Grupo de Investigación «Urgencias: Procesos y Patologías», Área de Urgencias, Hospital Clínic, Institut D'Investigacions Biomèdiques August Pi i Sunyer (IDIBAPS), Universitat de Barcelona, Barcelona, España.
Servicio de Medicina Preventiva, Hospital Clínico San Carlos, Instituto de Investigación Sanitaria del Hospital Clínico San Carlos (IdISSC), Universidad Complutense de Madrid, Madrid, España.
Med Clin (Barc). 2018 Mar 9;150(5):167-177. doi: 10.1016/j.medcli.2017.06.004. Epub 2017 Jul 21.
The aim of this study was to define the following in patients with acute heart failure (AHF) discharged directly from accident and emergency (A&E): rates of reconsultation to A&E and hospitalisation for AHF, and all-cause death at 30 days, rate of combined event at 7 days and the factors associated with these rates.
The study included patients consecutively diagnosed with AHF during 2 months in 27 Spanish A&E departments who were discharged from A&E without hospitalisation. We collected 43 independent variables, monitored patients for 30 days and evaluated predictive factors for adverse events using Cox regression analysis.

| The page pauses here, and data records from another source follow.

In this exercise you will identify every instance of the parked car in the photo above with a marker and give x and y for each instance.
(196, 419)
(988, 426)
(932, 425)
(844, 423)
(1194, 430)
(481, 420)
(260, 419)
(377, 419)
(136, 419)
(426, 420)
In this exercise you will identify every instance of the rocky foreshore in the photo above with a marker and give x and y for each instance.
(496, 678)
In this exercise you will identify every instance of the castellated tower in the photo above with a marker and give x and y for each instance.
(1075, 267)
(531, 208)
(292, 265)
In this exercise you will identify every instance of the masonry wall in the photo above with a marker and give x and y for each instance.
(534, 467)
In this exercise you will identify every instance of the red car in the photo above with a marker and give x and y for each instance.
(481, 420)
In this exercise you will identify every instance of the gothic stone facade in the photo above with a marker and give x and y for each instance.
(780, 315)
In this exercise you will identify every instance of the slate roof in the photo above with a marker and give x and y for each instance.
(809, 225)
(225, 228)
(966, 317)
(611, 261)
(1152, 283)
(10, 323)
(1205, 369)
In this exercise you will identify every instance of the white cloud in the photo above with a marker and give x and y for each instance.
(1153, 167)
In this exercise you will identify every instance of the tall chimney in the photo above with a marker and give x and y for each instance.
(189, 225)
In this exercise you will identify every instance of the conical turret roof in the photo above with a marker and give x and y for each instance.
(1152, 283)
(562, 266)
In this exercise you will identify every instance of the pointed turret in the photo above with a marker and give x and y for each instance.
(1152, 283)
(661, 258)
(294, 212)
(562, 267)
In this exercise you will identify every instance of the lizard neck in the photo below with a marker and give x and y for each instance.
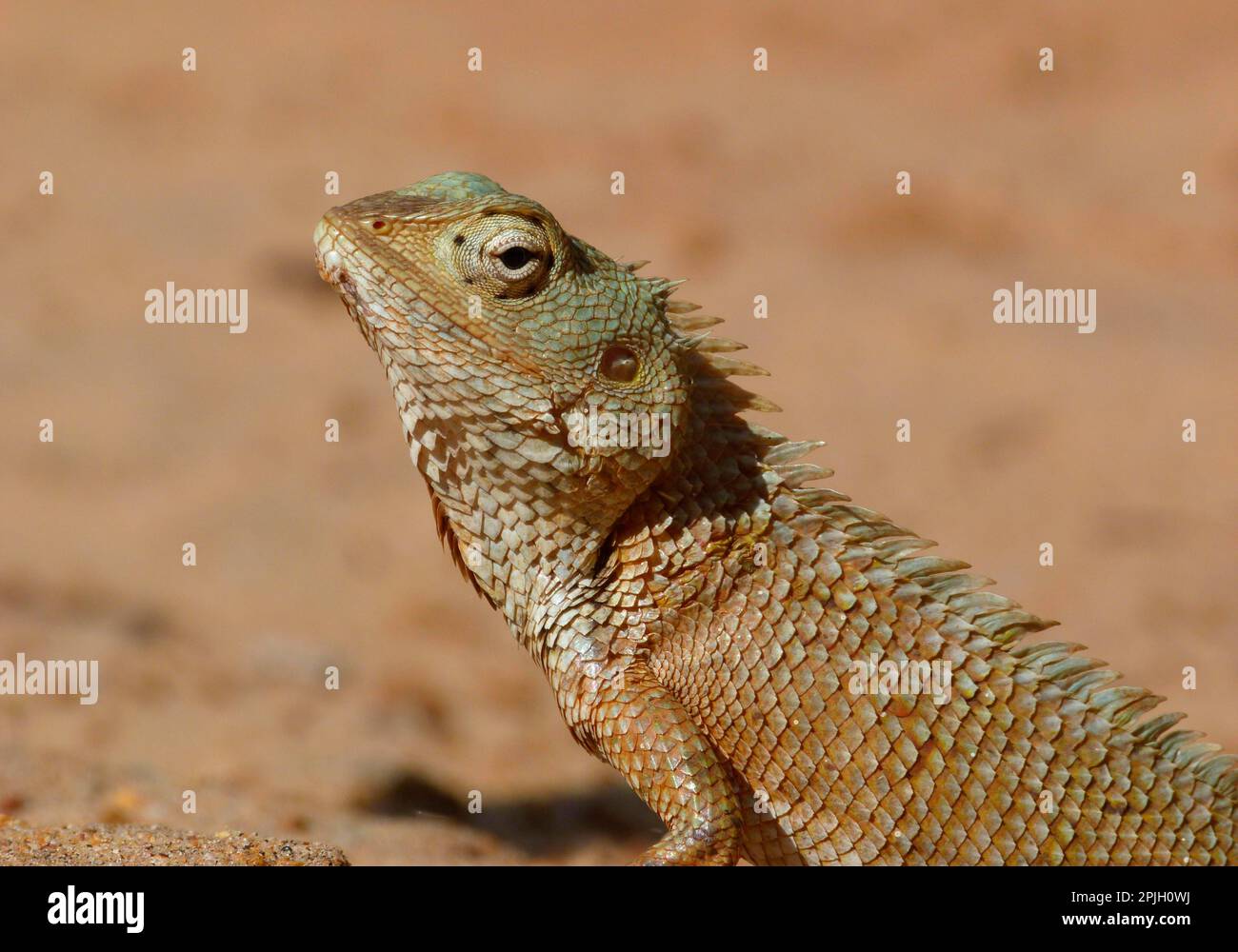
(508, 527)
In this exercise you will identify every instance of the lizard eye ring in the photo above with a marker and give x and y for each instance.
(514, 256)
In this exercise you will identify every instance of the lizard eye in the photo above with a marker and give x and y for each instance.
(515, 256)
(619, 363)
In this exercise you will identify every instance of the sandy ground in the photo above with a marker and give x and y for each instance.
(778, 184)
(152, 845)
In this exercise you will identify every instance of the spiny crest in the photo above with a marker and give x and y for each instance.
(986, 614)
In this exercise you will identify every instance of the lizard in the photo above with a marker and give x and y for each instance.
(701, 608)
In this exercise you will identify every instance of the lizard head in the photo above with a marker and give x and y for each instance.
(539, 382)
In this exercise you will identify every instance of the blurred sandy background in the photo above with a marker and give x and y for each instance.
(312, 553)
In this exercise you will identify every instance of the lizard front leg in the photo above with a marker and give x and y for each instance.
(643, 730)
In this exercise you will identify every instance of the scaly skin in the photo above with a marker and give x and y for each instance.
(698, 613)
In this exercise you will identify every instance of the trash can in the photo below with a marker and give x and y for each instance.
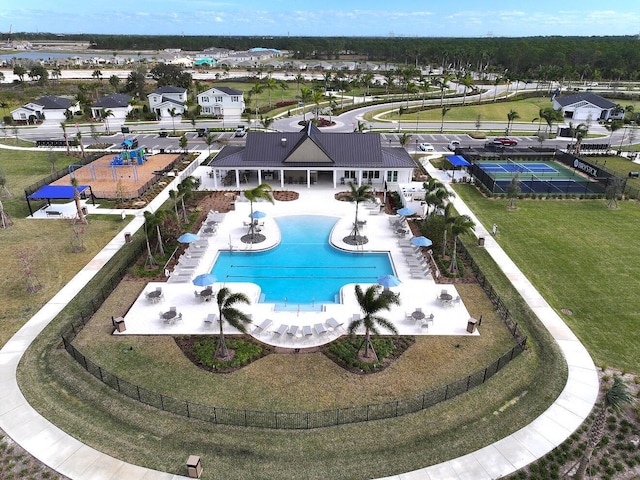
(471, 325)
(119, 324)
(194, 467)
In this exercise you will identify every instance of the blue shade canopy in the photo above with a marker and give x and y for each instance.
(458, 161)
(187, 238)
(405, 212)
(421, 241)
(205, 280)
(388, 281)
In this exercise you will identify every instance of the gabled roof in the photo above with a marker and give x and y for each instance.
(311, 148)
(227, 90)
(51, 102)
(168, 89)
(115, 100)
(596, 100)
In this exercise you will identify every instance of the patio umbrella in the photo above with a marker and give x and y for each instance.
(421, 241)
(388, 281)
(187, 238)
(205, 280)
(405, 212)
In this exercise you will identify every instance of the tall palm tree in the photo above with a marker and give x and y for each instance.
(76, 199)
(614, 399)
(358, 195)
(460, 226)
(261, 192)
(372, 301)
(227, 311)
(105, 114)
(66, 137)
(511, 116)
(443, 112)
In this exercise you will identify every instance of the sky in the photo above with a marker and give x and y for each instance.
(379, 18)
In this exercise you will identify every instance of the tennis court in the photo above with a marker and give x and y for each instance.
(544, 177)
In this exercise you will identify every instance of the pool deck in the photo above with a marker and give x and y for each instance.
(143, 318)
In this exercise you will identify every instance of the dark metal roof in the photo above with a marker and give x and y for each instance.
(114, 100)
(311, 148)
(597, 100)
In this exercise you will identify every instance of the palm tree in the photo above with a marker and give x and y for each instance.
(261, 192)
(105, 114)
(227, 311)
(66, 138)
(614, 399)
(511, 116)
(172, 112)
(460, 226)
(371, 302)
(79, 139)
(443, 112)
(76, 199)
(358, 195)
(154, 221)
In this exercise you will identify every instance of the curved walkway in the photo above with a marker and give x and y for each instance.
(75, 460)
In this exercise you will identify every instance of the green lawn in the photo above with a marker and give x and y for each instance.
(582, 257)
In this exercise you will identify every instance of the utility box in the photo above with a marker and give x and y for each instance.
(119, 324)
(471, 325)
(194, 467)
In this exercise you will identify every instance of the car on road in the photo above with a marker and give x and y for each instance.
(507, 142)
(426, 147)
(453, 144)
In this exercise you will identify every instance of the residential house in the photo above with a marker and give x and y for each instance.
(587, 106)
(48, 107)
(164, 99)
(311, 157)
(221, 102)
(118, 103)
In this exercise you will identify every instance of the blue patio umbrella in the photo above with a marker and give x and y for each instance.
(187, 237)
(405, 212)
(421, 241)
(388, 281)
(205, 280)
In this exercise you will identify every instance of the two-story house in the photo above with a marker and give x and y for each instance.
(221, 102)
(165, 99)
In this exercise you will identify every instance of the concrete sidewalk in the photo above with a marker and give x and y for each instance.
(75, 460)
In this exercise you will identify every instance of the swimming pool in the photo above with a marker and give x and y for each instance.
(304, 269)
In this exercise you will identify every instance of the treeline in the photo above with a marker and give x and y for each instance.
(547, 58)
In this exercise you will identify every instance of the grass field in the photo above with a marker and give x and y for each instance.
(582, 257)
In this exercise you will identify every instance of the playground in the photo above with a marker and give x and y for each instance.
(120, 175)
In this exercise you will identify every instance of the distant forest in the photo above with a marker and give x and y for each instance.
(552, 58)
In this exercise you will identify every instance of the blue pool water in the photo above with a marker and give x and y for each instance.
(304, 268)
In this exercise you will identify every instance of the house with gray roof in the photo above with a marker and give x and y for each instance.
(165, 99)
(587, 106)
(311, 157)
(222, 102)
(118, 103)
(49, 107)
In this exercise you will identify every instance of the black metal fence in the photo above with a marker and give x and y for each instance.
(293, 420)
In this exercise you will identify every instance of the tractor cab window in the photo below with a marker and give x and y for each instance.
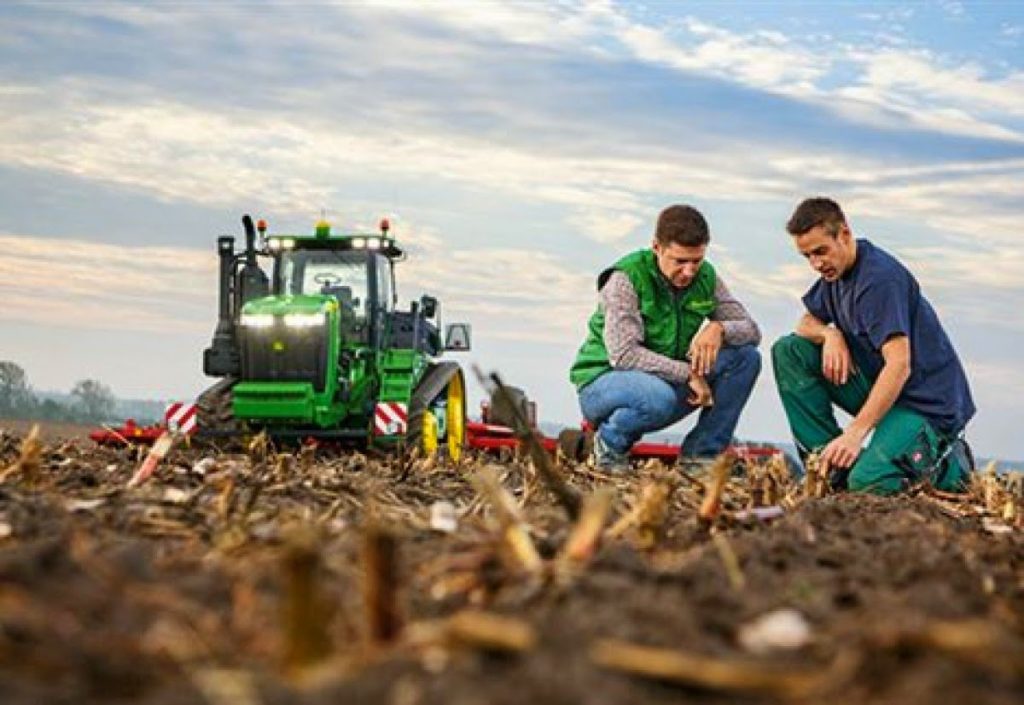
(384, 283)
(342, 275)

We evaluated 785 patients (78±9) years, 54.7% women). The rates of reconsultation, hospitalisation, and death at 30 days and the combined event at 7 days were: 26.1, 15.7, 1.7 and 10.6%, respectively. The independent factors associated with reconsultation were no endovenous diuretics administered in A&E (HR 2.86; 95% CI 2.01-4.04), glomerular filtration rate (GFR)<60ml/min/m (1.94; 1.37-2.76) and previous AHF episodes (1.48; 1.02-2.13); for hospitalisation these factors were no endovenous diuretics in A&E (2.97; 1.96-4.48), having heart valve disease (1.61; 1.04-2.48), blood oxygen saturation at arrival to A&E<95% (1.60; 1.06-2.42); and for the combined event no endovenous diuretics in A&E (3.65; 2.19-6.10), GFR<60ml/min/m (2.22; 1.31-3.25), previous AHF episodes (1.95; 1.04-3.25), and use of endovenous nitrates (0.13; 0.02-0.99).

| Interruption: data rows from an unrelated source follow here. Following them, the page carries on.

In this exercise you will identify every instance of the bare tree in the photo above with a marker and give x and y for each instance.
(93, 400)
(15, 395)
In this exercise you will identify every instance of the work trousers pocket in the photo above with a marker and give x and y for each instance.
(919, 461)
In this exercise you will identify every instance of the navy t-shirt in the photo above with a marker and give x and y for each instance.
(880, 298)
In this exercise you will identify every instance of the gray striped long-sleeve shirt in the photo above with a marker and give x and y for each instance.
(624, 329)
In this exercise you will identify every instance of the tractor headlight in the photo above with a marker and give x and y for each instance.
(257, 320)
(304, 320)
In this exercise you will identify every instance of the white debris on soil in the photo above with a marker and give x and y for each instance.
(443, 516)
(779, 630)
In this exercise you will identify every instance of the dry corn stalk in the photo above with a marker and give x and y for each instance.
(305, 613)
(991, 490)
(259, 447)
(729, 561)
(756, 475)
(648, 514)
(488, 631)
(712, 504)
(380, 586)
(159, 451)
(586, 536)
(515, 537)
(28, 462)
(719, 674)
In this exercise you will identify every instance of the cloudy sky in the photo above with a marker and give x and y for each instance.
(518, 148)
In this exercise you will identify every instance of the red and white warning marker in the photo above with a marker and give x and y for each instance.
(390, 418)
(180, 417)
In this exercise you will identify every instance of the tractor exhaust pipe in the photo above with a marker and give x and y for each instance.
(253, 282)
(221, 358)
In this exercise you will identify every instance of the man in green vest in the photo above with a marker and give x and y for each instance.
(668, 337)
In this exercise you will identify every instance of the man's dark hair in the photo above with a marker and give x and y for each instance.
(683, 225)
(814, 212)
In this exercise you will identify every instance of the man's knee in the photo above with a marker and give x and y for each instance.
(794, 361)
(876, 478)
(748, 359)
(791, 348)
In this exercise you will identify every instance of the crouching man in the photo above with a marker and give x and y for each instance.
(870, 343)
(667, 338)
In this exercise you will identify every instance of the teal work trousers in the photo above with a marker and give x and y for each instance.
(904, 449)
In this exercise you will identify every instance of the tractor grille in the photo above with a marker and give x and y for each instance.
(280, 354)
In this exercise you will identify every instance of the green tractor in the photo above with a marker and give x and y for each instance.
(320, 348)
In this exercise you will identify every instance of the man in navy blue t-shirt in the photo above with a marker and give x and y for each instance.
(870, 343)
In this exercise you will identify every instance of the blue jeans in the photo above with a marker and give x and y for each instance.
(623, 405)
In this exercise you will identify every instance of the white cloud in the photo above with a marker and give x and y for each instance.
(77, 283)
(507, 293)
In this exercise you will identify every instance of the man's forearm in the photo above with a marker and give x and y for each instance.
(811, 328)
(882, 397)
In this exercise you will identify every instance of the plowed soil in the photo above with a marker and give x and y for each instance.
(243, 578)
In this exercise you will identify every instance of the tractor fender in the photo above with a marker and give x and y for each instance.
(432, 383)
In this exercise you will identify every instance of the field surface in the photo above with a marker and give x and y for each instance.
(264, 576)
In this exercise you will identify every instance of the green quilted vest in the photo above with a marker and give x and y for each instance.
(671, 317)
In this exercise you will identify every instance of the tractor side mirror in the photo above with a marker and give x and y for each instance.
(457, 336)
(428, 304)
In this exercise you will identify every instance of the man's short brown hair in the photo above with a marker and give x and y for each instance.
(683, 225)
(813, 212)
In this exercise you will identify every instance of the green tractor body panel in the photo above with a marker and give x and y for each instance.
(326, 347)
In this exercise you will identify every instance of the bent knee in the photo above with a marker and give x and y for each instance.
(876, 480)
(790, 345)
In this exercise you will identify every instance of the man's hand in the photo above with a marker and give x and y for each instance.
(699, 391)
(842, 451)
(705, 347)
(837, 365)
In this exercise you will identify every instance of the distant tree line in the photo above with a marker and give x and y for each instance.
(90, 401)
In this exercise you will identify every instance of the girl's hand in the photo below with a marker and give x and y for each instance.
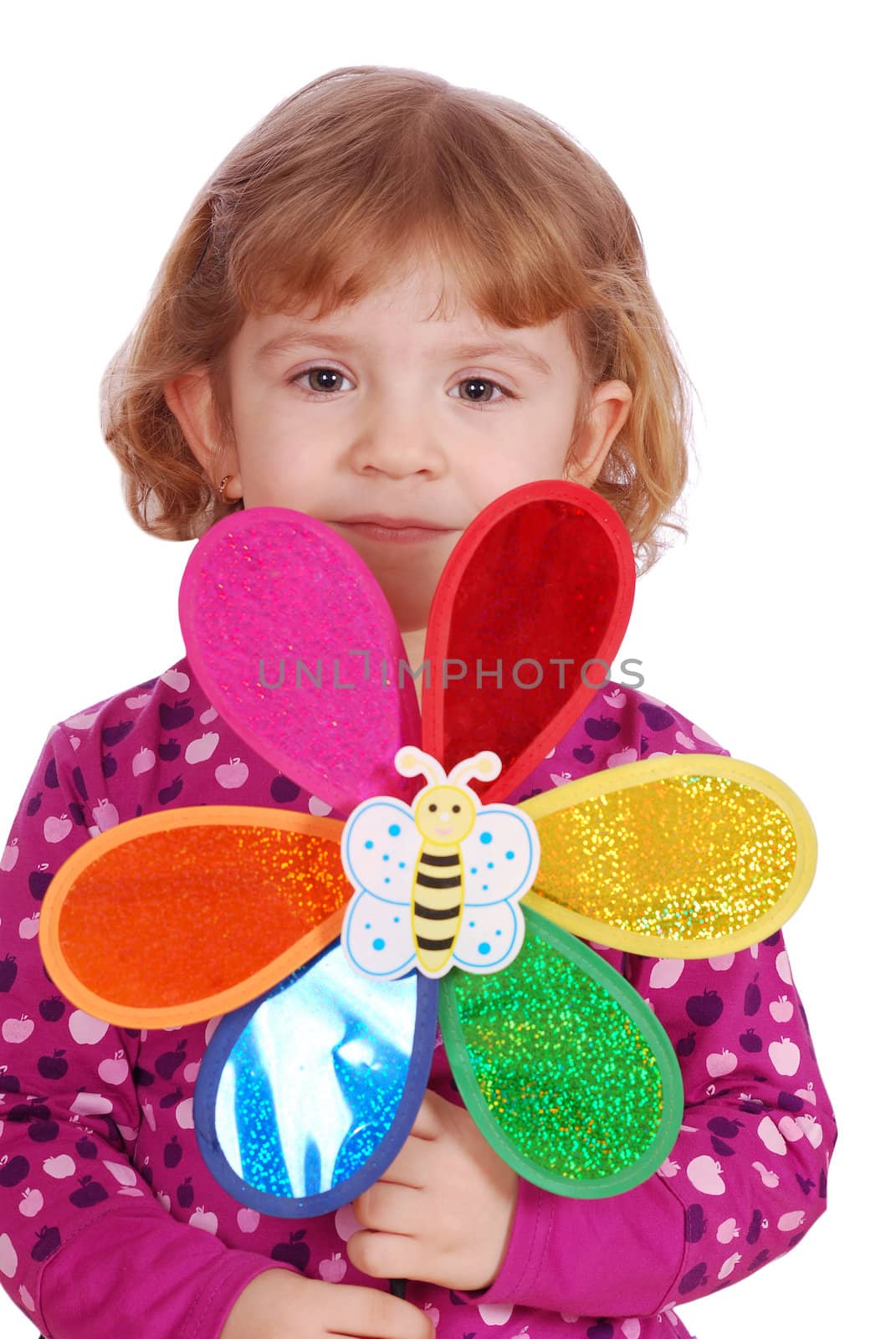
(280, 1305)
(443, 1211)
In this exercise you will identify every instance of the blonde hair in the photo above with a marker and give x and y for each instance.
(349, 177)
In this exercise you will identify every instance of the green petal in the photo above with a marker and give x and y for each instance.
(563, 1066)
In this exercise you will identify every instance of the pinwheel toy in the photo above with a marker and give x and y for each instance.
(331, 941)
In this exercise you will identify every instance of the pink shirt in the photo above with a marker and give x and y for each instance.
(110, 1222)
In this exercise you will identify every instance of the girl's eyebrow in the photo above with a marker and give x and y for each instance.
(299, 335)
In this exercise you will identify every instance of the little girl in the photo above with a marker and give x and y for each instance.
(394, 301)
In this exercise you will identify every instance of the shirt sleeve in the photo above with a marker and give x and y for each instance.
(84, 1245)
(745, 1180)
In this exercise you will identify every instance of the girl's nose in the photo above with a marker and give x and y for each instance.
(398, 445)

This is the first study in Spain to describe the rates of adverse events in patients with AHF discharged directly from A&E and define the associated factors. These data should help establish the most adequate approaches to managing these patients.
本研究旨在明确直接从急症科(A&E)出院的急性心力衰竭(AHF)患者的以下情况:再就诊于 A&E 及因 AHF 入院的比例、30 天全因死亡率、7 天复合事件发生率,并分析这些发生率的相关因素。
本研究纳入了 27 家西班牙 A&E 科室在 2 个月期间连续确诊的 AHF 患者,这些患者均从 A&E 出院未住院。我们收集了 43 个独立变量,对患者进行了 30 天的监测,并使用 Cox 回归分析评估不良事件的预测因素。
共评估了 785 例患者(年龄 78±9 岁,54.7%为女性)。30 天再就诊、入院、死亡和 7 天复合事件的发生率分别为:26.1%、15.7%、1.7%和 10.6%。与再就诊相关的独立因素为:A&E 中未使用静脉利尿剂(HR 2.86;95%CI 2.01-4.04)、肾小球滤过率(GFR)<60ml/min/m(1.94;1.37-2.76)和既往 AHF 发作(1.48;1.02-2.13);与入院相关的因素为:A&E 中未使用静脉利尿剂(2.97;1.96-4.48)、心脏瓣膜疾病(1.61;1.04-2.48)、A&E 到达时血氧饱和度<95%(1.60;1.06-2.42);与复合事件相关的因素为:A&E 中未使用静脉利尿剂(3.65;2.19-6.10)、GFR<60ml/min/m(2.22;1.31-3.25)、既往 AHF 发作(1.95;1.04-3.25)和静脉使用硝酸酯(0.13;0.02-0.99)。
这是西班牙首例描述直接从 A&E 出院的 AHF 患者不良事件发生率并确定相关因素的研究。这些数据有助于确定管理这些患者的最合适方法。